The message popped up on my Instagram account.
“Have you ever worked with red wattle pork before?”
“No. I can’t say that I have.” I replied.
Red Wattle Pork, for the uninitiated, is considered by many chefs to be the finest pork meat available. I was intrigued. And so, one dark and rainy day not long after, I found myself driving up a small dirt road in Big Sandy Mush Valley on a visit to the home of Sugar Creek Meats. Tyler De Francisco, a Sicilian transplant from New Jersey, is passionate about his pigs and his meat. Actually, Tyler is passionate about food in general and his talent for flavor combinations adds extra flare to his produce. He had invited me out to see his farm and try his products.
As he scooped coffee into an old-fashioned percolator, he explained to me that the meat from the Red Wattle Pig is redder and leaner than the pork from modern pigs. It has been described as having a beef-like quality and has been declared “the porkiest pork you can get” .
Tyler pulled out a slab of bacon from his refrigerator and began to slice it.
The meat was a beautiful deep red, reminiscent of the dried hams of Europe: German Speck or French Jambon Cru. He had cured it with a rub of dried shitake mushrooms and ghost peppers. I sniffed, carefully, at the rub. The mushroom scent of umami held the undertones of heat from the pepper and I sneezed a few times.
Diced and fried to a crispy finish, Tyler placed the bacon before me with a steaming hot cup of coffee. It was heavenly. I could not stop eating it. Salty, a little sweet, and earthy with a peppery finish. I was in foodie paradise.

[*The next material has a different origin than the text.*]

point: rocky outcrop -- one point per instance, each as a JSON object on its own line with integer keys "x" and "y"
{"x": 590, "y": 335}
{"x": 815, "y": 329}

Onions were next in the frying pan and while they sautéed, Tyler turned back to his fridge and brought out a packet of ground pork. Unlike many pork producers, Tyler does not use any scraps for his ground pork. It comes directly from the pork shoulder. This makes sure it is well marbled with lovely taste-enhancing fat. He was making a red sauce (Sicilian style) for guests to his farm that night.
While the sauce simmered, Tyler shared with me some of his other food interests. He has been busy experimenting with bourbon barrels for aging and flavoring honey and Soy sauce among other things. Soon, like Winnie the Pooh, I was sticky and happy from tasting orange and citrus honey, a rare almond flower honey and wildflower honey aged in bourbon barrels. We talked about how the foods animals (and bees) eat can be tasted in the final products. Tyler is currently feeding a hog blueberries in great quantities for a chef who heard about blueberry bear meat in Alaska and wanted to see if it would work with pork.
It was a mind-boggling afternoon: Tyler is one of those wonderful Western North Carolina craftsmen who is passionate about his products and whose talent is inspiring.
I left the farm with a packet of ground Red Wattle pork to try at home.
I wanted to respect the meat and try in as pork-forward a way as possible. I decided to make a simple ground pork sandwich: good bread, mayonnaise, tomatoes and arugula.
First, I thought I would compare it to ground pork from one of my local markets. Except, none of the markets carried it. I would have to go to a butcher shop to get it and since I already had high-quality ground pork from a butcher, I settled on plain sausage meat.
The difference was clear from the beginning. The packet of ground pork from Sugar Creek Meat listed one ingredient, pork. The package of plain sausage from my market listed 13 ingredients including water, corn syrup and assorted chemicals and preservatives.
Visually, the sausage meat was bright red with large flecks of fat. The ground pork was pink with the fat distributed throughout, almost as a part of the meat.
When cooked the sausage rendered up little of its fat while the pork sizzled quickly as the fat was released.
The taste was the real test. The sausage meat tasted of pepper and spice with a chemical tang at the finish. The pork tasted like meat. It had wonderful crispy brown edges. I added a little salt but that was all it needed.
I spread two slices of lightly toasted Rosemary Focaccia bread with mayonnaise, sliced some tomatoes and topped it with a little arugula. Then I added the sautéed pork.
It was magic. The fat from the pork seeped into the bread and the crispy bits were little explosions of flavor. The tomato and arugula add sweetness and bitterness and the mayonnaise gave it a rich mouth feel.
If you are in Asheville and would like to try some Red Wattle Pork from Sugar Creek Meats you will find it served at the Admiral, Smokey Park Supper Club, The Princess Anne Hotel and Bone and Broth. In addition, the soon to open Sawhorse Restaurant will also feature the meats. You can visit the farm by contacting them at 828-623-0072. As for me, I’m going back for some of that bacon!
BEST PORK SANDWICH EVER
- ½ lb high quality ground pork
- 4 slices good bread
- 1 ripe tomato
- Handful of arugula
- Pepper optional
- Saute the pork over medium heat until cook through with some crispy browned bits. Season to taste with salt. Add pepper if desired
- Lightly toast the bread.
- Spread two slices of bread with mayonnaise, then layer with pork, tomato and arugula.
- Top with the remaining two slices of bread.
Note: this sandwich is about the ingredients. Try and use the best quality meat and produce you can find.